Tetapi ini adalah sekelas wali kota. Apalagi Risma presentasi di depan ratusan kepala negara. Ini istimewa. Baru Risma satu-satunya wali kota asal Indonesia yang mendapat kesempatan langka itu di forum PBB, di markas besarnya, New York.
Peristiwa ini sebetulnya sudah terjadi 2019 lalu. Namun rahasia itu belakangan baru terkuak, tepatnya saat Risma meresmikan SMPN 62 di Kecamatan Gununganyar, 19 Agustus 2020 lalu.
Di hadapan Forpimda, Muspika, kepala sekolah dan perwakilan guru, sebelumnya Risma berpesan memacu anak didiknya agar berprestasi. Ia berpesan jangan lagi ada istilah sekolah pinggiran dan sekolah favorit.
“Semua sekolah sama saja. Yang penting adalah sekolah mampu menciptakan anak-anak tangguh, berkarakter, memiliki daya saing,” kata Risma.
Ia juga menyebut tidak ada anak yang bodoh, sebab Tuhan memberikan kesempatan yang sama pada setiap manusia.
Menurut mantan kepala Dinas Kebersihan dan Pertamanan ini, yang ada adalah anak yang rajin belajar dan malas belajar. Karena itu jika ada anak yang belum mampu menangkap pelajaran, ia minta anak tidak dianggap bodoh.
“Yang harus kita lakukan adalah memotivasi anak itu agar mau belajar lebih rajin,” terangnya.
Nah, dari sinilah rahasia itu terkuak. Mungkin karena keceplosan, Risma lantas mencontohkan dirinya sendiri. Ia mengaku tidak pernah bermimpi jadi wali kota. Padahal ia juga tidak sekolah di sekolah yang favorit.

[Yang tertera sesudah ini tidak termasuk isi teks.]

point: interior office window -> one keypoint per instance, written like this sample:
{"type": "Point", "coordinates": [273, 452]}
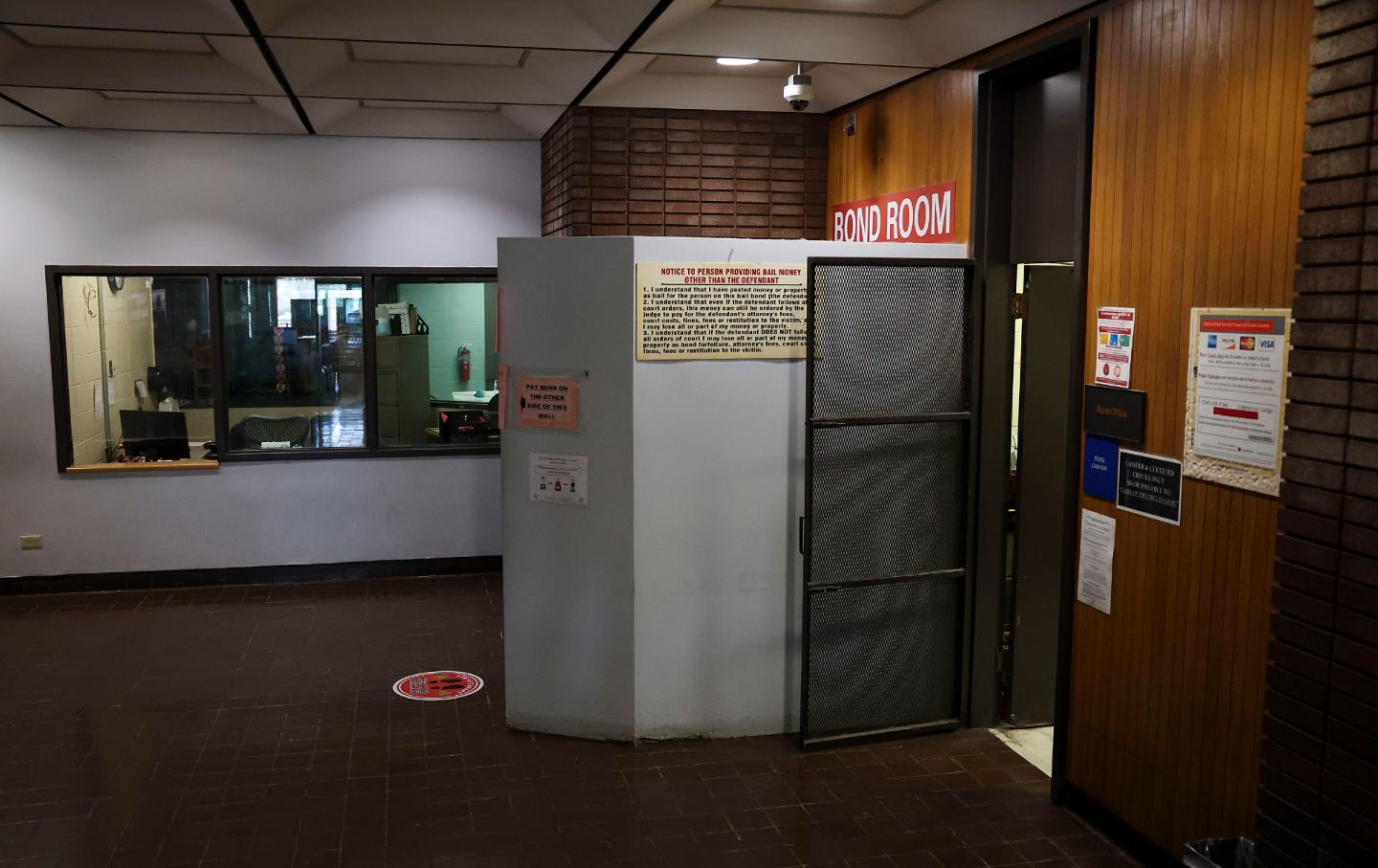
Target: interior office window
{"type": "Point", "coordinates": [437, 361]}
{"type": "Point", "coordinates": [294, 361]}
{"type": "Point", "coordinates": [140, 368]}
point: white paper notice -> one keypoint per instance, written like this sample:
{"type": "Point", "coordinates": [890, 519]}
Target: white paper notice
{"type": "Point", "coordinates": [560, 479]}
{"type": "Point", "coordinates": [1097, 567]}
{"type": "Point", "coordinates": [1240, 376]}
{"type": "Point", "coordinates": [1114, 345]}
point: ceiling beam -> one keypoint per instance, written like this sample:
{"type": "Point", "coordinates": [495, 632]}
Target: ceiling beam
{"type": "Point", "coordinates": [622, 50]}
{"type": "Point", "coordinates": [33, 112]}
{"type": "Point", "coordinates": [256, 33]}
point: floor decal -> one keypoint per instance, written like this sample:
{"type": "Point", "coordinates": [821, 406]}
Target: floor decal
{"type": "Point", "coordinates": [438, 685]}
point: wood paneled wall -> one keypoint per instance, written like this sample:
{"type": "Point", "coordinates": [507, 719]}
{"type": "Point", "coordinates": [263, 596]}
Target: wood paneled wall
{"type": "Point", "coordinates": [910, 137]}
{"type": "Point", "coordinates": [1196, 171]}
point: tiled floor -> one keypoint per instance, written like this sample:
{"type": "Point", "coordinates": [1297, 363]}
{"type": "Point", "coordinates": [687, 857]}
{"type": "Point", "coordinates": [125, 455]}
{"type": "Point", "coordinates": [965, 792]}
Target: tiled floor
{"type": "Point", "coordinates": [256, 726]}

Namun karena memiliki kemauan belajar, ia mampu meneruskan pendidikan, menjadi PNS, dan kini wali kota. “Dan saya pernah diundang PBB untuk bicara di hadapan para kepala negara. Saya sendiri kaget, wali kota Surabaya diminta bicara di hadapan ratusan kepala negara,” ujarnya.

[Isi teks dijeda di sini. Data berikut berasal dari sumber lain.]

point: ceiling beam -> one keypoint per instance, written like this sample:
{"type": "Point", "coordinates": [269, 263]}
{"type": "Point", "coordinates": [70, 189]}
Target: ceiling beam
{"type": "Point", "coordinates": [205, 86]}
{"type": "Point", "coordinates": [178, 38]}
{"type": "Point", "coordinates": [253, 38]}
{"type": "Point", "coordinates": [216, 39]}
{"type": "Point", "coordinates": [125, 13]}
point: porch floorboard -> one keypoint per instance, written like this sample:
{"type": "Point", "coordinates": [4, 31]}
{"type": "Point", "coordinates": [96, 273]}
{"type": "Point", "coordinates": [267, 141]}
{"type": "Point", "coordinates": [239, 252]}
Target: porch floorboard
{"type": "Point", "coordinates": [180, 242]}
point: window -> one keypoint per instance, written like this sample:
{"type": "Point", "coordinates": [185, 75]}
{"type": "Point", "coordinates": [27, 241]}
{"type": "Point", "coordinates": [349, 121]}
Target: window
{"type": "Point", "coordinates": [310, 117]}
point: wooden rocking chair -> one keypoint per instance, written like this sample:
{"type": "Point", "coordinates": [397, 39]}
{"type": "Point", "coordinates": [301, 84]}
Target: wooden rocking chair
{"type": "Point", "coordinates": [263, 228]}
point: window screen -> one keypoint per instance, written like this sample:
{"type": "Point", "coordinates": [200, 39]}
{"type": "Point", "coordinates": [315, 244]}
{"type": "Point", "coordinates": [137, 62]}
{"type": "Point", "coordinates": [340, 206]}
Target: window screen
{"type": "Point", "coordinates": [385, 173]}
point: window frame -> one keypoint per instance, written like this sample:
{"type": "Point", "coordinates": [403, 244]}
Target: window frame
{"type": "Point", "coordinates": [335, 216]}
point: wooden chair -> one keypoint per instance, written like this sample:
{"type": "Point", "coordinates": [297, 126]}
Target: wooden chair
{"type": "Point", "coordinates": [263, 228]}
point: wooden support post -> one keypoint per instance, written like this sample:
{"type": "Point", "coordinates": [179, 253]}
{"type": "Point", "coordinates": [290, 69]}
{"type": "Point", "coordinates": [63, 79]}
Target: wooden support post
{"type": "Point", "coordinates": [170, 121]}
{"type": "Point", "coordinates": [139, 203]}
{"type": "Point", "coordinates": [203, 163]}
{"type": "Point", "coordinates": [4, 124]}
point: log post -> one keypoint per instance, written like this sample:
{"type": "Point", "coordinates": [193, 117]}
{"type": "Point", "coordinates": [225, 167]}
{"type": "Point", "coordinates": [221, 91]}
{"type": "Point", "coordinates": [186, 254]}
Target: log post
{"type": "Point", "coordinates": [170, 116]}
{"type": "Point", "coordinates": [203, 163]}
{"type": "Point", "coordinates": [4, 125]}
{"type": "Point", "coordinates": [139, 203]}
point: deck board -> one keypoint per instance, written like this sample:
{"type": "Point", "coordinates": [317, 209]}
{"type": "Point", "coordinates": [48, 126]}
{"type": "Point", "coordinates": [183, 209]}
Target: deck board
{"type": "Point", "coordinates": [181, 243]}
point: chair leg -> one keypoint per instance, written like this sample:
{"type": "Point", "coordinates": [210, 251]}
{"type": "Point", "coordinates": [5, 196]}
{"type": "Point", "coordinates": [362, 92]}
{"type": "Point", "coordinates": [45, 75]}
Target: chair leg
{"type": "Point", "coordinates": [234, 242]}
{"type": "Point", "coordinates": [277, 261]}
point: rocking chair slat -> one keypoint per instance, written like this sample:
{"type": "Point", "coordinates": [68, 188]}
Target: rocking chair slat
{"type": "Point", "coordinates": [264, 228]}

Dari ‘keceplosan’ itu, Risma memberikan gambaran bahwa upaya yang dilakukan siapapun, jika berhasil, pengakuan dari pihak lain akan datang dengan sendirinya. Contohnya Surabaya. Banyak penghargaan diperoleh dari dalam negeri atau luar negeri.
Salah satunya adalah menjadi pembicara dalam forum PBB itu. “Saya kaget. Kenapa saya yang dipilih? Kenapa tidak memilih wali kota dari kota lain dan negara lain?” tambahnya.
Jika mereview ke belakang, peristiwa itu terjadi satu tahun silam, tepatnya pada 23-25 September 2019. Waktu Risma diundang menjadi pembicara di markas besar PBB.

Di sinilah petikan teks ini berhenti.